One concern I had when booting up Maniac was if mowing down and running over random people could still be fun in 2024. It’s a problem GTA hit as its games became more and more hyper-realistic. Suddenly, it wasn’t much fun to go on a shooting spree in GTA V. Thankfully, Maniac sidesteps this problem by using a top-down camera like the old GTA games, so everything feels at a distance and hard to parse.

Was that a woman? A kid? A fire hydrant? No idea, but I ran it over going 100 MPH in an ice cream truck, so I have other things to worry about.

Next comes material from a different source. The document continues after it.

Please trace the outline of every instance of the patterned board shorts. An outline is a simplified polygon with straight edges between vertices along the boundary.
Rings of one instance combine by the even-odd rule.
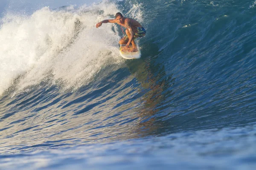
[[[138,27],[137,28],[137,31],[134,33],[134,40],[136,40],[138,37],[142,37],[145,36],[146,34],[146,30],[143,27]],[[122,40],[124,40],[126,43],[129,41],[129,37],[127,35],[124,36],[122,38]]]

Maniac also uses a cartoonish art style and doesn’t try to be realistic at all. This is a world where random mafia guys walk around in packs and baby carriages spit out cash when run over. The first character you get in Maniac, before unlocking other “heroes,” is a drunk-out-of-his-mind man dressed as Santa Claus.

Screenshot: Skystone Games

So yeah, the game understands that the only way to make this work is to have fun with it and make sure all the gory, criminal action is very zany and super silly.

Like Vampire Survivors or Deep Rock Galactic: Survivor, Maniac is hard to put down. By design, each run lasts no more than 20 minutes and you get a bit better with each crime spree, as you learn the game and get better upgrades. The random map and chaos also help, making no run identical. I found myself often going “Wait, one more run. I bet now with these new upgrades I can get a nuke!” And then suddenly I’d been playing for two hours.

If you loved causing chaos in older GTA games, and miss the era when the franchise was less real and more zany, Maniac is a perfect return to that classic top-down criminal action, but now with roguelike random elements and upgrades. Get some friends together, hook up a controller, and pass it around to see who can last the longest against the police like it’s 2002 all over again.

Maniac is out now on PC via Steam and costs $US5.